Ingestion explanation

Ingestion is the pipeline from “repository/tool URL registered” to “searchable, queryable context for agents”. It spans the backend, worker, and codesearch services in the monorepo.

High-level stages

Registration & workflow kick-off

Creating a repository via the API (or UI) stores metadata and starts an OpenWorkflow run (repository-ingestion in the backend). That coordinates ref resolution, clone paths, and downstream steps.

Clone & Zoekt index

The codesearch service owns the working copy on disk and talks to zoekt-webserver for indexing. Search-oriented tools (search, list_files, get_file, symbol helpers) ultimately depend on this index being healthy.

Graph extraction (LangGraph)

A separate code ingestion graph analyzes the tree with LLM-assisted extractors (services, APIs, clients, libraries, streams, infrastructure, patterns, etc.).
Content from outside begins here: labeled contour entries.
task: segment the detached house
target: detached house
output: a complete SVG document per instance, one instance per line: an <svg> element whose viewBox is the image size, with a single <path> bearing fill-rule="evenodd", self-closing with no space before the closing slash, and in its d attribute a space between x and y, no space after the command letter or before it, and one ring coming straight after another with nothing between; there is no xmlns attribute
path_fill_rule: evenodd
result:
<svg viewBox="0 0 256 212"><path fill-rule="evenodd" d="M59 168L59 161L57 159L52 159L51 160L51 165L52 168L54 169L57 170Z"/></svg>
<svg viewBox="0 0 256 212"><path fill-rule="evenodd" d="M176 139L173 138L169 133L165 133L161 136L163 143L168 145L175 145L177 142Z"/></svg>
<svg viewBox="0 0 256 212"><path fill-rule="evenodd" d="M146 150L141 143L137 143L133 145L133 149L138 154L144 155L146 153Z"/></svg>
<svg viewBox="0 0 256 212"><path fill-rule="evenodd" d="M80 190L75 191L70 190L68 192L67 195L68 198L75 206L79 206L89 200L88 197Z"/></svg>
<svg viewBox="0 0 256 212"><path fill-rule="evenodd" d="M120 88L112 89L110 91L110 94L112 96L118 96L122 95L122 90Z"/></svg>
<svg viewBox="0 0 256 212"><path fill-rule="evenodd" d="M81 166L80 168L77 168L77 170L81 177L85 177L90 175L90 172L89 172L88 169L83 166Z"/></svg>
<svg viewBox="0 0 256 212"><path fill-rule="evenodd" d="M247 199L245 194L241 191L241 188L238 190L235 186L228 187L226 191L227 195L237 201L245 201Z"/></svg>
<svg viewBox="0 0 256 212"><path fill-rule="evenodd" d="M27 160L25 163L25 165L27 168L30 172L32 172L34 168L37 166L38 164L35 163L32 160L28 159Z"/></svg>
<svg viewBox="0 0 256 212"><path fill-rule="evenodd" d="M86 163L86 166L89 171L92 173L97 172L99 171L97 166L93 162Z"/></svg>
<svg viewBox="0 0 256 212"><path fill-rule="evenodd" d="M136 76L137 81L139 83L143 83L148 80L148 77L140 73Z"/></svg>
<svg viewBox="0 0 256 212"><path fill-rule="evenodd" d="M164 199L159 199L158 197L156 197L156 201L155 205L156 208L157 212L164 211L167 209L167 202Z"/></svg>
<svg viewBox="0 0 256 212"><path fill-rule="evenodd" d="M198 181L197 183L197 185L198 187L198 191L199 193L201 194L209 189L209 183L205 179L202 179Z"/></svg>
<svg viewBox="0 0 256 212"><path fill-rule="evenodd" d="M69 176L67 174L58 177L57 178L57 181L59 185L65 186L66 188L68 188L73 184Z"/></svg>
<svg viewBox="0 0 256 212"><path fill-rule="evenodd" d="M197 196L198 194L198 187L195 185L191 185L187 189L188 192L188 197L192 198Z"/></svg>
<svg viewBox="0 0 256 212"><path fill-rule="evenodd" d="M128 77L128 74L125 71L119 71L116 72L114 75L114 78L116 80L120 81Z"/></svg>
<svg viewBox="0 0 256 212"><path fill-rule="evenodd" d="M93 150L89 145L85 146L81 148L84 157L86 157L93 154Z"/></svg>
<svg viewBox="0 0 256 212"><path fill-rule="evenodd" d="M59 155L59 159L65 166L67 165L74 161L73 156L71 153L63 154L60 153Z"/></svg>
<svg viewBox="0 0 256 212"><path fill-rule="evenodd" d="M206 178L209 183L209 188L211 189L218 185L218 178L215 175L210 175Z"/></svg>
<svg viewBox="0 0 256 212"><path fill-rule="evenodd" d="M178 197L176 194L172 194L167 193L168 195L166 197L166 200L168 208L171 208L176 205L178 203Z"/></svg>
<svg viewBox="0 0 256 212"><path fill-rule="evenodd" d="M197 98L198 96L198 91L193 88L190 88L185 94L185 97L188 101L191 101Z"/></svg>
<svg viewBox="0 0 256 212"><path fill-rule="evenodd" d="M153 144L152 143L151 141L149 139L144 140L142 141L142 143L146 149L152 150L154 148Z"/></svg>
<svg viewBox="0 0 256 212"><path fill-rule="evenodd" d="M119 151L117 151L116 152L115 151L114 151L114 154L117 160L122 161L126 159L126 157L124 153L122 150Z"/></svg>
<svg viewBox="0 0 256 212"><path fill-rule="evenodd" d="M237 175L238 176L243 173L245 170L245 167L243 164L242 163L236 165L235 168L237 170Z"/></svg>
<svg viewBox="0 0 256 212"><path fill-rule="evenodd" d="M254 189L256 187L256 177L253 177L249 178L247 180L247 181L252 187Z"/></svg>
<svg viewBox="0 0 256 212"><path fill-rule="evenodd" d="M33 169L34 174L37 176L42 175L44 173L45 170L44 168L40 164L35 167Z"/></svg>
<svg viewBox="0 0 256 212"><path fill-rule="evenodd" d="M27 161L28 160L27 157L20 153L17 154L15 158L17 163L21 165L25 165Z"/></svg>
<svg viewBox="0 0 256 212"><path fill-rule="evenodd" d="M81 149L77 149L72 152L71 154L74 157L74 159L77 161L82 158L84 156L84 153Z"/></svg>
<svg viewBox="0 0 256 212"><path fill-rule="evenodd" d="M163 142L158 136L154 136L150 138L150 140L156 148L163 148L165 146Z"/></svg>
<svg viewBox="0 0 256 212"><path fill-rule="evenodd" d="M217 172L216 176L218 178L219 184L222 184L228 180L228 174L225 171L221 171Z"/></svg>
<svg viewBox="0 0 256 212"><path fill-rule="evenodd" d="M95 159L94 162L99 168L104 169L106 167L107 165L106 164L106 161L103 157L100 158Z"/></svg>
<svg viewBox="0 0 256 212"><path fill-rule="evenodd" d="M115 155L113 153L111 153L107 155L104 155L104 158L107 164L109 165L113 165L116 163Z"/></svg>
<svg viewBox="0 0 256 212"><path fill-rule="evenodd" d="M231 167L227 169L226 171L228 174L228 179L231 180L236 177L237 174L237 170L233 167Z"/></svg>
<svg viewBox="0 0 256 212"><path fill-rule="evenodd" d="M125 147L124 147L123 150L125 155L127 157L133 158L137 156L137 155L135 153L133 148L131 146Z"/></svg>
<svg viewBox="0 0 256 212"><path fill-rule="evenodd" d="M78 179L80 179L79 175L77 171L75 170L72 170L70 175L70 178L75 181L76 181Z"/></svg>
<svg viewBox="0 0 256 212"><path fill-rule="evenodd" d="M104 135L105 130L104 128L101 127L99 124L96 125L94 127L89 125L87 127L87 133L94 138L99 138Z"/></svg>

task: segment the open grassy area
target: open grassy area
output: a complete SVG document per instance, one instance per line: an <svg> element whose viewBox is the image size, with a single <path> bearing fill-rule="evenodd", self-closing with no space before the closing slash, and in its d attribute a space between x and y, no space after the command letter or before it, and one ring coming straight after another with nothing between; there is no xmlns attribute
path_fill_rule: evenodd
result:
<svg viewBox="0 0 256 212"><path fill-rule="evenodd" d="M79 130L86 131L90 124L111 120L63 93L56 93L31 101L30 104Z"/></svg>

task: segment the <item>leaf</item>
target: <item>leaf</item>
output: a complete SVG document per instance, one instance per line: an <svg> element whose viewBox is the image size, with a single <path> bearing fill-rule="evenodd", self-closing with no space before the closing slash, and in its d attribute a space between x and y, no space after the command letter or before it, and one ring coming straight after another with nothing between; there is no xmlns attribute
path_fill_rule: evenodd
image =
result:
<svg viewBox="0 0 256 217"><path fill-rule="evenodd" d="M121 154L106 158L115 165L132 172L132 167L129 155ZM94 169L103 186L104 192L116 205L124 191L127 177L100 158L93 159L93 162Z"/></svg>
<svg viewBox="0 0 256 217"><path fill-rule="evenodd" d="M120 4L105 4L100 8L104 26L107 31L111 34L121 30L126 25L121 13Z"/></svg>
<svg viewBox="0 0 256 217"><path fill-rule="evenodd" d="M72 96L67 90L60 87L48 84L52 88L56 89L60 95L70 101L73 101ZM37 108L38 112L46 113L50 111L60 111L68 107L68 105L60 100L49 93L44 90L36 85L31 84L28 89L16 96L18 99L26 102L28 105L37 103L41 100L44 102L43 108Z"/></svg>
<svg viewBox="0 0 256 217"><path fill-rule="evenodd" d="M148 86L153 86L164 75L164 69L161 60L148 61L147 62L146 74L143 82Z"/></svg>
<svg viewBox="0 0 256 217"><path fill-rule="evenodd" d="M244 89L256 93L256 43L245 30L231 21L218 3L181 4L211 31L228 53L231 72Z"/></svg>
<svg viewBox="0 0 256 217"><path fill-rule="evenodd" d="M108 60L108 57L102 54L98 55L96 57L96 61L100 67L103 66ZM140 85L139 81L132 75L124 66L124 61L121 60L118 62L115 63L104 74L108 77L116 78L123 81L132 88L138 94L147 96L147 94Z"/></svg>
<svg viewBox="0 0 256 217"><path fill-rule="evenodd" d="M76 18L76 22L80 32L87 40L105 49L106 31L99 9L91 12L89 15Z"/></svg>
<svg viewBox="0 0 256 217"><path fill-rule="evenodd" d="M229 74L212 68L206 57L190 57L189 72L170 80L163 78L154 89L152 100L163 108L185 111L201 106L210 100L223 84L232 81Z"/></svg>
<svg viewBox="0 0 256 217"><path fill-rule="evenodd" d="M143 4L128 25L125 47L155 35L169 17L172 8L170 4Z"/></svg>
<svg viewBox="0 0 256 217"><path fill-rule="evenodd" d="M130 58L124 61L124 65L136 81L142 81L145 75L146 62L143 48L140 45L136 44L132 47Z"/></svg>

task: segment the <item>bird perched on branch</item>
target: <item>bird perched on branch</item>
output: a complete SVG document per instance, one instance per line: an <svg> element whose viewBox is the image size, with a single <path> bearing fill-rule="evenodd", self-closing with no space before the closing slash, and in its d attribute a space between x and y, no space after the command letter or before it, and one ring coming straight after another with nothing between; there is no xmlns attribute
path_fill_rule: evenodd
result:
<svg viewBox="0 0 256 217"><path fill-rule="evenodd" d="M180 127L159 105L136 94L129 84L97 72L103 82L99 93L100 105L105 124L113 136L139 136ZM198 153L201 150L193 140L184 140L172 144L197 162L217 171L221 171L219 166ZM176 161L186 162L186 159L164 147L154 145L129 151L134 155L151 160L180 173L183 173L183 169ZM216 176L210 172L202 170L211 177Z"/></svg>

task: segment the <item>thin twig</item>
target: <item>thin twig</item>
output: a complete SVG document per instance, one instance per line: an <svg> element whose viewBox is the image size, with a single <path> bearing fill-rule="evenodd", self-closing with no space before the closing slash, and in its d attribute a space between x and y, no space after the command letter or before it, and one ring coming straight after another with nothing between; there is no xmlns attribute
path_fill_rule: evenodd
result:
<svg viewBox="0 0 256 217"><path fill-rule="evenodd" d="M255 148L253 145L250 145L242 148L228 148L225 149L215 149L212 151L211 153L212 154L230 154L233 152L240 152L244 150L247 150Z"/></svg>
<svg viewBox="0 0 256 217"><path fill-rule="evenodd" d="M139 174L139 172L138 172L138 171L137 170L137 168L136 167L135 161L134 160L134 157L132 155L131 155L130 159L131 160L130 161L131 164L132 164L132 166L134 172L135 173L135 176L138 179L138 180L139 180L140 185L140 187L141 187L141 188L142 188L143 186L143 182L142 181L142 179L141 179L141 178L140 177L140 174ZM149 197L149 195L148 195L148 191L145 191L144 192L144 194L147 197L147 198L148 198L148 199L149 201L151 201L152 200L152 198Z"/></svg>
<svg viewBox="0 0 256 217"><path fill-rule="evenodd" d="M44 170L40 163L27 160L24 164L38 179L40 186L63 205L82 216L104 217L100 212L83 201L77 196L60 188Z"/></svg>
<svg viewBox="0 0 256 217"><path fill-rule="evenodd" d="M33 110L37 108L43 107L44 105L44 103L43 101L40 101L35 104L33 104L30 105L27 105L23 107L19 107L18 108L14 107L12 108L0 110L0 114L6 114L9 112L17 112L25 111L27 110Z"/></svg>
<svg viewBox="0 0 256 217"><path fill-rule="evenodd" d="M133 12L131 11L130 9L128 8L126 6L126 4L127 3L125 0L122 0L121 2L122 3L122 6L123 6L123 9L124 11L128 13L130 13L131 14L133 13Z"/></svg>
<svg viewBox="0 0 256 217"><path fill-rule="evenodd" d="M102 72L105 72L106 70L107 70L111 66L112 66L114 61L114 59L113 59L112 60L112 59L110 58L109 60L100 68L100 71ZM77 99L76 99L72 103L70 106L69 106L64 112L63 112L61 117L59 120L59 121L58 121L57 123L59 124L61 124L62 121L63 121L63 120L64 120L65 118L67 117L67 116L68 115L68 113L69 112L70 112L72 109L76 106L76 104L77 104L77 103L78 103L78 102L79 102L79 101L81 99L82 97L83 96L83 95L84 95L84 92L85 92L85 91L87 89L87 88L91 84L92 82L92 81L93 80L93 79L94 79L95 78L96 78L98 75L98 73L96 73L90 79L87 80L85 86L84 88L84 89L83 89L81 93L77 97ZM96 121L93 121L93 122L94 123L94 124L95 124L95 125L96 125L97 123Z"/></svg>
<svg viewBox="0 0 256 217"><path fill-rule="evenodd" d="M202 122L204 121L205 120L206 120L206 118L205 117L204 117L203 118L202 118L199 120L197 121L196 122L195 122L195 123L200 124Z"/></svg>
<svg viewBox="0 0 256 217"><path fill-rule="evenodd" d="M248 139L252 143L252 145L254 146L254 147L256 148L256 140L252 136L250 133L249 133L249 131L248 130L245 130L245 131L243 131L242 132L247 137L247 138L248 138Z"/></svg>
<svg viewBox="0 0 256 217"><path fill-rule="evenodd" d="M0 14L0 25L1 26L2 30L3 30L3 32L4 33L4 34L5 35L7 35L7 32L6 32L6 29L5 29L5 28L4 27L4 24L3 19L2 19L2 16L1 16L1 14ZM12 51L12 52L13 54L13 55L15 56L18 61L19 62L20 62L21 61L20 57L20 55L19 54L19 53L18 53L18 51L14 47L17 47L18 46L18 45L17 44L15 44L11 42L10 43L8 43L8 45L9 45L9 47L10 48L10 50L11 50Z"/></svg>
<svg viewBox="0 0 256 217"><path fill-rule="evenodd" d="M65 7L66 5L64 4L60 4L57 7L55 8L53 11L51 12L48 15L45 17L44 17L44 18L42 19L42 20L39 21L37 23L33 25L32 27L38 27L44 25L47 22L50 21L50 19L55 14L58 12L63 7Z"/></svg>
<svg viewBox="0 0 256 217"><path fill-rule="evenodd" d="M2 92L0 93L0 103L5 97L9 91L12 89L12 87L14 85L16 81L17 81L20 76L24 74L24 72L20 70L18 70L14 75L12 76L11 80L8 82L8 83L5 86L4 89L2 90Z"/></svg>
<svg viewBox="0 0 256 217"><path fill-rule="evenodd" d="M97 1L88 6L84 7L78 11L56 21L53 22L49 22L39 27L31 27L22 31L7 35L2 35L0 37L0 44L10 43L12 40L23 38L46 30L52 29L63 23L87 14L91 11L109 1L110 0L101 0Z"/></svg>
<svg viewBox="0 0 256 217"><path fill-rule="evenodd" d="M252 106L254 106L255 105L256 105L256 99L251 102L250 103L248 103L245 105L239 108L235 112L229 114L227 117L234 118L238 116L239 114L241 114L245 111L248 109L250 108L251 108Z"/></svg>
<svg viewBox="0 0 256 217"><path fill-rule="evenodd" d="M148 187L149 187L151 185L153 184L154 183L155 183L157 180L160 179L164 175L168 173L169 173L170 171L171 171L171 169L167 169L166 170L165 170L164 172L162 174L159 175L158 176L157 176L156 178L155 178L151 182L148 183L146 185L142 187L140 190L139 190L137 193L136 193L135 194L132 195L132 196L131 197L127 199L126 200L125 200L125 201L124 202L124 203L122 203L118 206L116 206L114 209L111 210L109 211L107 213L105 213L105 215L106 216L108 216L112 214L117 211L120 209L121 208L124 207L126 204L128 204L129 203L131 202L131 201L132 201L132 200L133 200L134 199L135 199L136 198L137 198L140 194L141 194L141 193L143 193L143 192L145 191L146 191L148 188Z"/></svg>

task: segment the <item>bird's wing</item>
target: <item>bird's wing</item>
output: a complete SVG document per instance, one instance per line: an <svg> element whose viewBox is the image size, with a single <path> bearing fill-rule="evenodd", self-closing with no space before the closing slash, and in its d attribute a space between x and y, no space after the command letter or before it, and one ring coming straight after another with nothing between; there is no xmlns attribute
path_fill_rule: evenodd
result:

Output is normalised into claims stored in your graph backed by an OpenCypher-compatible engine.

Readiness flags

Repositories and checkouts carry flags such as index readiness so the UI and APIs can show whether search/graph features are available for a given ref.

Operator-facing notes

Self-hosted: ensure CODESEARCH_URL points at your codesearch service and that Postgres migrations have run - the codesearch app reads repository rows from the same logical DB model as the backend.
Failures: clone failures, private repo auth, or indexer outages surface as errors on ingestion; check backend and codesearch logs.

Exact extractor sets and graph primitives evolve with the product; treat this page as the conceptual map, not a frozen schema reference.